Account takeover adalah kelanjutan dari phishing. Account takeover terjadi saat pelaku mendapatkan akses penuh ke akun digital korban melalui pencurian OTP dan SIM, lalu masuk ke akun e-wallet atau mobile banking.
Contoh kasus penipuan, korban menerima pesan dari penipu yang menyamar sebagai pihak resmi dari bank atau institusi pemerintah. Lalu penipu menyuruh korban mengunduh file dan memasukkan data login. Nah, disitulah penipu mendapat akses akun korban.
Dalam kasus penipuan ini, pelaku mengedit bukti transfer untuk menipu penjual online, seolah-olah pembayaran sudah dilakukan. Penjual menerima gambar bukti transfer dan langsung mengirimkan barang. Setelah dicek, tidak ada dana masuk, dan pembeli menghilang.
Belum banyak orang yang mengenal istilah ini. Namun, praktik kasus penipuan ini cukup marak. SIM swap fraud dilakukan dengan cara penipu memindahkan nomor ponsel korban ke kartu SIM baru milik mereka. Lalu, penipu yang sudah mendapatkan data pribadi dan data login korban cukup tinggal mengakses akun keuangan milik korban. Jika ada kode OTP masuk, yang menerimanya adalah penipu. Hasilnya, semua akun korban bisa diakses.
Penipuan ini terjadi dengan cara memanipulasi psikologis korban untuk secara sukarela memberikan data rahasia seperti OTP, PIN, atau password.
Misalnya, korban mendapat telepon dari seseorang yang mengaku customer service dompet digital. Dengan dalih ada masalah pada akun, korban diminta memberikan OTP yang ternyata digunakan untuk membobol akunnya.
Teknologi AI seperti deepfake memungkinkan penipu membuat video atau suara palsu menyerupai seseorang, termasuk atasan atau pejabat.
Pernah ada suatu kasus di mana seorang karyawan mendapat panggilan video dari “atasannya” yang memintanya untuk mentransfer dana. Belakangan diketahui bahwa itu adalah video deepfake hasil rekayasa.
Kasus penipuan ini banyak terjadi di tempat-tempat yang memasang QR code secara terbuka. Modusnya adalah penipu mengganti atau menyebar QR code palsu yang jika dipindai, mengarahkan dana ke rekening mereka.

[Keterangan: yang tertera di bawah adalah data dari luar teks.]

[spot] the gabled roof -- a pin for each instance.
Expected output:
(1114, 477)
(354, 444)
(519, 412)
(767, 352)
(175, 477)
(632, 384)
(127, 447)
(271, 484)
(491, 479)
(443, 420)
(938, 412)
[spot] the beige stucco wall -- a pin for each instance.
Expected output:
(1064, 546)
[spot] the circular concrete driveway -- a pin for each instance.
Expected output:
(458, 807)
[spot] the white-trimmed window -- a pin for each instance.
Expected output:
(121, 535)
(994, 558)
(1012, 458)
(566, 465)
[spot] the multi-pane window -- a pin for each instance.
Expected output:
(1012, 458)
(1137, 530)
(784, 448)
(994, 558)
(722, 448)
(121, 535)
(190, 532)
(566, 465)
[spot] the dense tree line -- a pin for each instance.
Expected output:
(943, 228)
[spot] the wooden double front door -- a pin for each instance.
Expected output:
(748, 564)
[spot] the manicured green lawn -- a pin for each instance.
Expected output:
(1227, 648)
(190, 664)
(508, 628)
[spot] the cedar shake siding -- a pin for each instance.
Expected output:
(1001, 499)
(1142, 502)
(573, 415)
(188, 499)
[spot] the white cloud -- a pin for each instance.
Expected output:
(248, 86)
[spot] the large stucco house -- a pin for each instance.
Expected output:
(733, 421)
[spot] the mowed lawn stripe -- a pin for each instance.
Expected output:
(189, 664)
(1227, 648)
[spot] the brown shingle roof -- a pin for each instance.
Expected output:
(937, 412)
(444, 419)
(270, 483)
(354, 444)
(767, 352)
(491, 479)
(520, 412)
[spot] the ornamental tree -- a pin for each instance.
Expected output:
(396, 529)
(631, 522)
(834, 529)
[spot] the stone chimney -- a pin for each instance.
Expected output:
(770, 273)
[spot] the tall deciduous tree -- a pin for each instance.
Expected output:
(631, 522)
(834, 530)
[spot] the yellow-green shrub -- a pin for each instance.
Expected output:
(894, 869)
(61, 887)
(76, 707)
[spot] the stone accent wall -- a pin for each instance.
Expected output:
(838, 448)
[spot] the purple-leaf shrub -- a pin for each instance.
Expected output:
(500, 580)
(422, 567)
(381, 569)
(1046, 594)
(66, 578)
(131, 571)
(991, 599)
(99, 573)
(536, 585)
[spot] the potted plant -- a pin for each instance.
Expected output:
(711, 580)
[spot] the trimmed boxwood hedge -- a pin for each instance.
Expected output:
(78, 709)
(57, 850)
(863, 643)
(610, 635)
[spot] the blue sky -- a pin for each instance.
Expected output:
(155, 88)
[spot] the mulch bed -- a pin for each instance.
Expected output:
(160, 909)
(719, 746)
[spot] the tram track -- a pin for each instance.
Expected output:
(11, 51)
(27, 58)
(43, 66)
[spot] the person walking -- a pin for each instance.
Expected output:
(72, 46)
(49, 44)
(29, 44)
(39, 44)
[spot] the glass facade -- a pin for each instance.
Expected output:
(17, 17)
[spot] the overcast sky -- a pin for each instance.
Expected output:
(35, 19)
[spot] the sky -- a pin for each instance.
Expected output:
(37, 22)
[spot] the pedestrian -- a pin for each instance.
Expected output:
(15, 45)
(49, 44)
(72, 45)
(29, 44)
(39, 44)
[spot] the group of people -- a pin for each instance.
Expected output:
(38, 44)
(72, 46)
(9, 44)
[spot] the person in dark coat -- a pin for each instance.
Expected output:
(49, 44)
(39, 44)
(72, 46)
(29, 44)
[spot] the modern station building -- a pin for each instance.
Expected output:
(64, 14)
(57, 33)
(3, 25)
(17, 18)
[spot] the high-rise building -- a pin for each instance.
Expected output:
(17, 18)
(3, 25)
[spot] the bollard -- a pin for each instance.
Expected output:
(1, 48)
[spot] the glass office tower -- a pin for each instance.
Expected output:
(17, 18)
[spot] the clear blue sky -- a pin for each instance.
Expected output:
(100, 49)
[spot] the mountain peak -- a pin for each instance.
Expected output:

Misalnya, korban membayar parkir lewat QR code yang ditempel di tempat umum. Ternyata QR tersebut sudah dimodifikasi oleh pelaku penipuan.

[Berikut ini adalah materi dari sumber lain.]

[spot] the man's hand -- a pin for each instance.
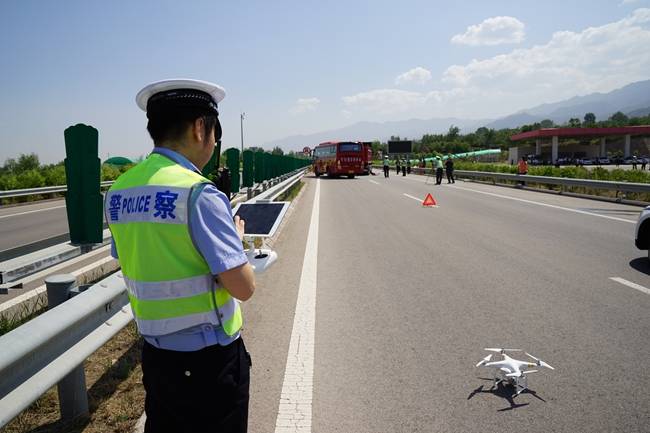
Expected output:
(239, 225)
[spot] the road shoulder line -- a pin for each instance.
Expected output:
(295, 407)
(635, 286)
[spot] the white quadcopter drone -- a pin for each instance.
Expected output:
(512, 371)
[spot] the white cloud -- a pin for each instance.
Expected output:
(596, 59)
(385, 101)
(417, 75)
(303, 105)
(492, 31)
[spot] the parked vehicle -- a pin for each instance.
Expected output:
(642, 232)
(604, 161)
(630, 160)
(339, 158)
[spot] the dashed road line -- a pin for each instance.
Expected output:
(625, 282)
(295, 408)
(30, 211)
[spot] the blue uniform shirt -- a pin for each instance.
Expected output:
(216, 238)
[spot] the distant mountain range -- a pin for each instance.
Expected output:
(633, 100)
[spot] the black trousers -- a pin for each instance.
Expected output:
(196, 392)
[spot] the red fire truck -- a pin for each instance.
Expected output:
(339, 158)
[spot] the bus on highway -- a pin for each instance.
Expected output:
(339, 158)
(367, 156)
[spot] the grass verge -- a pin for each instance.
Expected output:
(115, 393)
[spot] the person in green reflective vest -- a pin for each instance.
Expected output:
(184, 266)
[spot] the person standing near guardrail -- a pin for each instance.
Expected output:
(522, 169)
(438, 166)
(184, 266)
(449, 168)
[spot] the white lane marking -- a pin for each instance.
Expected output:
(542, 204)
(631, 284)
(295, 409)
(47, 271)
(37, 291)
(31, 211)
(421, 201)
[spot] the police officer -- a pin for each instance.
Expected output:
(437, 163)
(184, 266)
(385, 165)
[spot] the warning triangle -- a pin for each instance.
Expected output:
(429, 201)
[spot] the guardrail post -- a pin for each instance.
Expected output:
(73, 397)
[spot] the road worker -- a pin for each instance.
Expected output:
(437, 163)
(184, 266)
(522, 169)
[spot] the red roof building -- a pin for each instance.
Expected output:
(555, 134)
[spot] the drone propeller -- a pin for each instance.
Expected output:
(520, 373)
(539, 362)
(501, 351)
(484, 360)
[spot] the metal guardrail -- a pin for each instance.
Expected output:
(40, 191)
(42, 352)
(49, 348)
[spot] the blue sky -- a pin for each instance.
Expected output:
(298, 67)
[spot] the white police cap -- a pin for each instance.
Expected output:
(216, 92)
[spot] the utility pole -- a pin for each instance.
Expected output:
(242, 133)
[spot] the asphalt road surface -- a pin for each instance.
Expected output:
(393, 304)
(24, 224)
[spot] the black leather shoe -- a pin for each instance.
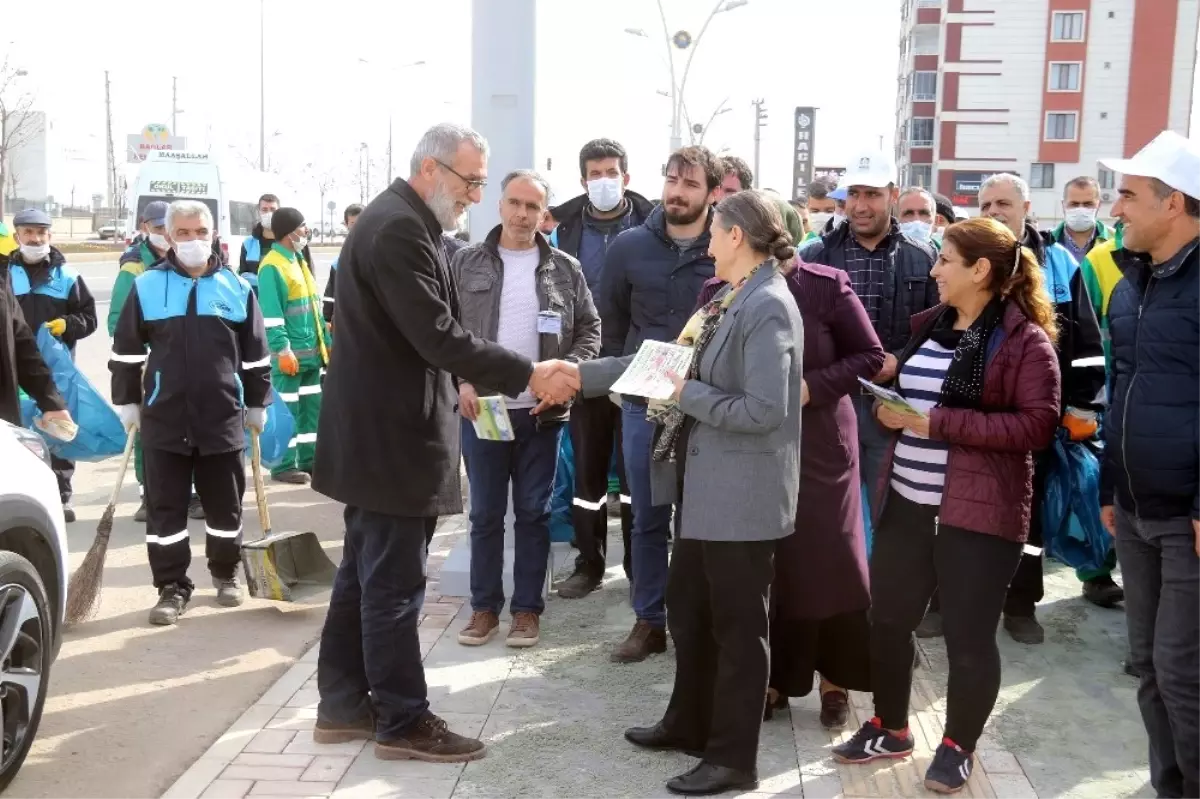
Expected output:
(658, 738)
(707, 780)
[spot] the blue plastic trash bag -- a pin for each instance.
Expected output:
(101, 433)
(562, 528)
(1071, 511)
(279, 428)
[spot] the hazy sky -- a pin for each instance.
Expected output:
(593, 79)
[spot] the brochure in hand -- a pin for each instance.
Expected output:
(892, 400)
(493, 424)
(647, 374)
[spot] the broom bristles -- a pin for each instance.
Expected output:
(83, 592)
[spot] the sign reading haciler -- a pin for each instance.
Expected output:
(153, 138)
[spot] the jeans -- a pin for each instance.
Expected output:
(652, 523)
(873, 445)
(531, 461)
(370, 662)
(1162, 583)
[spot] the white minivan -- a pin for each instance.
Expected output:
(231, 193)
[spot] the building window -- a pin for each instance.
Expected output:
(1061, 126)
(922, 132)
(1065, 76)
(924, 86)
(1068, 26)
(925, 40)
(1042, 175)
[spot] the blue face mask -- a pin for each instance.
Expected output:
(918, 230)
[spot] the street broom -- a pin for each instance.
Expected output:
(83, 592)
(281, 566)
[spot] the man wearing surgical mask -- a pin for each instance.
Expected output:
(587, 227)
(259, 242)
(1080, 229)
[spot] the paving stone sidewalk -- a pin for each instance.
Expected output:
(552, 718)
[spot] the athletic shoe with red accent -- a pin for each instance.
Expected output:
(873, 743)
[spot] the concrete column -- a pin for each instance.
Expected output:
(502, 102)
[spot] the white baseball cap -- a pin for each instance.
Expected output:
(1170, 157)
(873, 168)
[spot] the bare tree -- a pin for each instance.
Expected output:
(18, 124)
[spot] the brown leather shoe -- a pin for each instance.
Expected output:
(432, 742)
(480, 629)
(329, 732)
(641, 643)
(525, 630)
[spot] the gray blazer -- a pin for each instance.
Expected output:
(743, 466)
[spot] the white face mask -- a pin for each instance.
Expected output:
(1080, 220)
(917, 229)
(35, 253)
(605, 193)
(193, 253)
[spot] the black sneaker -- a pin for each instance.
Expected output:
(1103, 592)
(873, 743)
(172, 605)
(951, 768)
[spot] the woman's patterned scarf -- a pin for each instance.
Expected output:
(696, 334)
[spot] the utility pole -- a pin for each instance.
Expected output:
(112, 156)
(760, 121)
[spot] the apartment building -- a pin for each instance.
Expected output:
(1038, 88)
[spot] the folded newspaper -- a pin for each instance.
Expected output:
(892, 400)
(648, 374)
(493, 424)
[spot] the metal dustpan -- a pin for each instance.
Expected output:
(282, 566)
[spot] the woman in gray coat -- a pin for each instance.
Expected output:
(727, 451)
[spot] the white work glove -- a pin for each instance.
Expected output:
(256, 418)
(131, 416)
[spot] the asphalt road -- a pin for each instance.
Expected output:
(130, 706)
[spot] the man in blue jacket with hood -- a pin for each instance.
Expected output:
(652, 277)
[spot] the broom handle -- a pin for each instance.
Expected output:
(256, 461)
(130, 437)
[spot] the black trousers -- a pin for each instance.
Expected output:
(912, 556)
(718, 596)
(370, 662)
(220, 481)
(595, 432)
(63, 472)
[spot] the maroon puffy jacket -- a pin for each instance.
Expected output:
(989, 469)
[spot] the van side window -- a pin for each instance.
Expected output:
(243, 217)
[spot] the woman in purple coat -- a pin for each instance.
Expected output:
(821, 593)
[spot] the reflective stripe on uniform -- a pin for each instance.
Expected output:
(166, 540)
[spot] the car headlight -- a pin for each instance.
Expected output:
(34, 443)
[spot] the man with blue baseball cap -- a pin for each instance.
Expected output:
(51, 294)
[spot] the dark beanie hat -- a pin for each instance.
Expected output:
(286, 221)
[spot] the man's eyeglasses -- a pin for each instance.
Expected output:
(472, 182)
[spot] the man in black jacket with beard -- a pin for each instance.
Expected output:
(587, 227)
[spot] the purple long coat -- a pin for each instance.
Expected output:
(821, 571)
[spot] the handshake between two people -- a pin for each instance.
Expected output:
(555, 383)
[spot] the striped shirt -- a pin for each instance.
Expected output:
(918, 469)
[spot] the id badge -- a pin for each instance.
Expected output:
(550, 323)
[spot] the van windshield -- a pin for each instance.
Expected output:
(145, 199)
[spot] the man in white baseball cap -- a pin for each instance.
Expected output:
(888, 271)
(1151, 481)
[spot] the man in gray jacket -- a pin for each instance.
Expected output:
(521, 293)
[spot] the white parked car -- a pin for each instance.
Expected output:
(33, 589)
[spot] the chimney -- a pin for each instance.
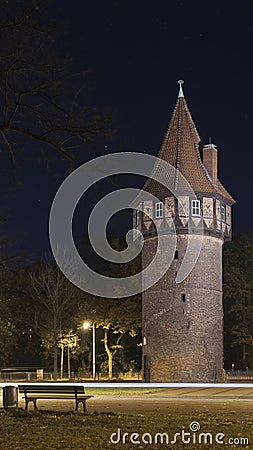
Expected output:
(210, 161)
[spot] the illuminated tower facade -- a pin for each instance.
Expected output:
(183, 322)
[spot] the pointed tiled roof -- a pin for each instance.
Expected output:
(180, 148)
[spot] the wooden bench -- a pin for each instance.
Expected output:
(54, 392)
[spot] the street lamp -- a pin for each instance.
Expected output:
(86, 326)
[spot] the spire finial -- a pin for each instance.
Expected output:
(180, 94)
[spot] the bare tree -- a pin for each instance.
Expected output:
(40, 98)
(58, 298)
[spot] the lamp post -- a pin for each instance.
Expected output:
(86, 326)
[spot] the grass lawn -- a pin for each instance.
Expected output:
(66, 431)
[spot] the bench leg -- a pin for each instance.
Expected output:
(83, 401)
(34, 400)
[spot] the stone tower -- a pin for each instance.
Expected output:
(183, 322)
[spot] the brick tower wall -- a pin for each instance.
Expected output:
(183, 323)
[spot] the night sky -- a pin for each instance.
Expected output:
(137, 51)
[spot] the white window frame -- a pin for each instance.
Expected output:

Kasus penipuan ini dilakukan dengan cara penipu menawarkan layanan pinjaman cepat atau investasi menguntungkan melalui situs palsu.
Contoh kasusnya, korban tertarik dengan pinjaman cepat via aplikasi. Setelah mengunggah data pribadi dan membayar biaya admin, aplikasi hilang dan tidak ada pencairan dana. Dalam hal ini, korban telah ditipu.
Modus penipuan ini adalah penjual di marketplace memalsukan resi atau mengirim barang palsu. Misalnya, marketplace tersebut menjual handphone. Lalu ada korban yang tergiur membeli. Saat barang sampai, ternyata yang dikirim bukan handphone, melainkan barang lain. Setelah itu, penjual tidak dapat dilacak.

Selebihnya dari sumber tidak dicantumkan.